BBC NEWS | Europe | Profile: Florence Hartmann
Florence Hartmann had faced a possible seven years in prison
Florence Hartmann - who has has been fined 7,000 euros (£6,100) for disclosing confidential documents from the International Criminal Tribunal for the Former Yugoslavia in The Hague - was the war crimes court's official spokeswoman for six years.
As such, the Frenchwoman, 46, had access to documents detailing Serbian government involvement in the Bosnian war of the 1990s.
As a journalist, Hartmann had been covering the Balkans since 1987, writing for the French daily Le Monde from Belgrade before taking up her role at the ICTY in 2000.
When she left her post as spokeswoman for the former chief war crimes prosecutor Carla del Ponte in 2006, Hartmann published a book - Peace and Punishment - and a subsequent magazine article for the Bosnian Institute detailing confidential court documents.
She wrote that the court had decided in secret not to disclose information that could have proved a link between Belgrade and war crimes committed in Bosnia - most notably the massacre of up to 8,000 Muslim men and boys at the Bosnian village of Srebrenica in 1995.

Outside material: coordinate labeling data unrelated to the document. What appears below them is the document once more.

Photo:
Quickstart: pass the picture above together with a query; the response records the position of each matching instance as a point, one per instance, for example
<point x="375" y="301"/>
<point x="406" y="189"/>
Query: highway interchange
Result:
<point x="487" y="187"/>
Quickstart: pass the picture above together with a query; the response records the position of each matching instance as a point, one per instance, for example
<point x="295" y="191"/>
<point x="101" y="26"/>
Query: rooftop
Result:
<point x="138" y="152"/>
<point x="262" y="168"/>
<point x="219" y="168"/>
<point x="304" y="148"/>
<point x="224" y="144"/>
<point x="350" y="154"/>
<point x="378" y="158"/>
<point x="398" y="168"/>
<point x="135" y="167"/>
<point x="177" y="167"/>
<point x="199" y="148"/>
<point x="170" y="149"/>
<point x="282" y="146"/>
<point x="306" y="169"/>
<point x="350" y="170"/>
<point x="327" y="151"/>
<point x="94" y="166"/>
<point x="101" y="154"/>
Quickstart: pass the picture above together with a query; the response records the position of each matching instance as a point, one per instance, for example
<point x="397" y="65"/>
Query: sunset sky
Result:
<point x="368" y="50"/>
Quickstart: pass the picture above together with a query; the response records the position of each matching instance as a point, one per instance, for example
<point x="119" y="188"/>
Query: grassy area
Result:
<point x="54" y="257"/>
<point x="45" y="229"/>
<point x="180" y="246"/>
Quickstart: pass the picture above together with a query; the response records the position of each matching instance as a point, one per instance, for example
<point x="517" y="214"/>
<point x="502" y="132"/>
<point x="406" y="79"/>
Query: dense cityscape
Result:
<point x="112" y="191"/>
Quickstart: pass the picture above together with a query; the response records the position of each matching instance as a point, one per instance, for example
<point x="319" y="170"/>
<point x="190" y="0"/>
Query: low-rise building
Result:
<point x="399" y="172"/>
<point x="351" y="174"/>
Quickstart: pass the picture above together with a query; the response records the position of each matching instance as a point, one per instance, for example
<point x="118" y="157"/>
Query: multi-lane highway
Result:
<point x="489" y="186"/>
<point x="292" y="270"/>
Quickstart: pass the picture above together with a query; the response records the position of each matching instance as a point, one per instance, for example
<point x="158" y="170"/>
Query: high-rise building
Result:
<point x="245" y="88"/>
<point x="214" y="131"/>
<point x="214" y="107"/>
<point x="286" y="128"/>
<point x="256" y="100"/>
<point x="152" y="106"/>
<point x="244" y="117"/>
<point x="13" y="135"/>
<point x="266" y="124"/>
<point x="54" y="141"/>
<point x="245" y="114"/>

Serbia had given the court these documents during the war crimes case against former President Slobodan Milosevic, on the condition that they be kept secret.
That trial ended without a verdict when Milosevic died at The Hague in March 2006. The original documents are still not in the public domain.
Some analysts say such papers might have helped Bosnia in its failed attempts to sue Serbia for genocide.
'Wrongful disclosure'
Critics say the documents should never have been the subject of a confidentiality order in the first place, and have called the case against Hartmann an attack on free speech.
But the court's backers say the case will help uphold its credibility, and that by publishing confidential documents, Hartmann jeopardised future trials.
They argue the war crimes court must show it is willing to enforce confidentiality agreements, otherwise states will never lend potentially sensitive documents in future cases.
Sentencing her on Monday, Judge Bakone Moloto said Hartmann had "knowingly and wilfully interfered with the administration of justice" by revealing the court documents.
Hartmann was found guilty on two charges of contempt, for which she could have faced a maximum sentence of seven years in prison.
While the judge accepted the defence's argument that some of the information had been disclosed by other journalists before Hartmann, he said there was a need to deter wrongful disclosure of confidential information in the future.
As a Balkans correspondent in the early 1990s, Hartmann had written about the discovery of a mass grave containing the remains of more than 200 people in Ovcara, Croatia.
She gave evidence in 2006 before the ICTY in a case against three Yugoslav army officers accused of involvement in the mass killing.